BBC Radio 4 Drama
Val McDermid, the Scottish crime writer, will need little introduction. McDermid started her writing career as a playwright, having had her first novel turned down by British publishers too numerous to mention (the old story).
Her television work is well known to British audiences and Resistance is something of a treat for fans of radio drama. It is an original radio drama, commissioned, performed and broadcast by BBC Worldwide for Radio 4 starring Gina McKee. Developed as part of the Wellcome Trust and Radio 4’s Experimental Stories for Radio initiative – an annual two-day workshop in which radio writers and producers work with researchers to develop dramas to pitch to Radio 4 – Resistance certainly fulfils the Trust’s brief, which is ‘to ask big questions that are stimulated by biomedical research … to reach people who aren’t usually interested in traditional science programmes’.
And it would be difficult to get much bigger than the apocalyptic devastation caused by factory-farmed meat that produces a pathogen resistant to all the antibiotics created since their discovery revolutionized medicine in the early days of the twentieth century.
Like many a good drama, Resistance is grounded in verisimilitude: resourceful tenacious reporter Zoë, who just happens to be vegetarian; rain-soaked English music festival; ‘pop-up’ food stalls selling poorly sourced sausages; 100,000 hungry festival-goers and musicians from all parts of the globe; festival organisers in denial. In the opening ten minutes we also hear the soundtrack from a television report on the current shameful lack of anti-microbials. It’s all slightly frenetic and, dare I say, predictable. But it is polished BBC radio drama, in three fifty-minute episodes, that makes the most of broadcast stereo and drives home the propagandists’ point. The outcome is inevitably bleak, reminiscent of John Wyndham’s The Kraken Wakes (McDermid adapted Kraken Wakes, updated to the present day, for BBC Radio 4 in May 2016). Humankind has little left; civilisation effectively eviscerated.
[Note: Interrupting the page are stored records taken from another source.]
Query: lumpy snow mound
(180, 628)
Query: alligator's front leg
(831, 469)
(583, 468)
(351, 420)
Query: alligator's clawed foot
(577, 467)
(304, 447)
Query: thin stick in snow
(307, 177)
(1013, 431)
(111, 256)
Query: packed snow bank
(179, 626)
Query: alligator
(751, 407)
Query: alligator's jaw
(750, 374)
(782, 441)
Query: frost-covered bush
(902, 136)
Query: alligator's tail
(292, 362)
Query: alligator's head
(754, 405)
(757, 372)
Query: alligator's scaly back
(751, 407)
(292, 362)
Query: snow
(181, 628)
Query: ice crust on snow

The cast is faultless, with Gina McKee as journalist Zoë, Jason Done as Jamie, Nitin Kundra as Sam, Angela Lonsdale as Lisa, Henry Devas as Baz and Ashley Margolis as Will: I hope such voices will continue to participate in audio drama, which rarely has budgets sufficient to reward such impressive talent.
Of course, the question remains: will humankind change its behaviour so that antibiotics can prevail? Or will we wipe out the human race through complacency and short-term greed? Probably we won’t know until it is much too late.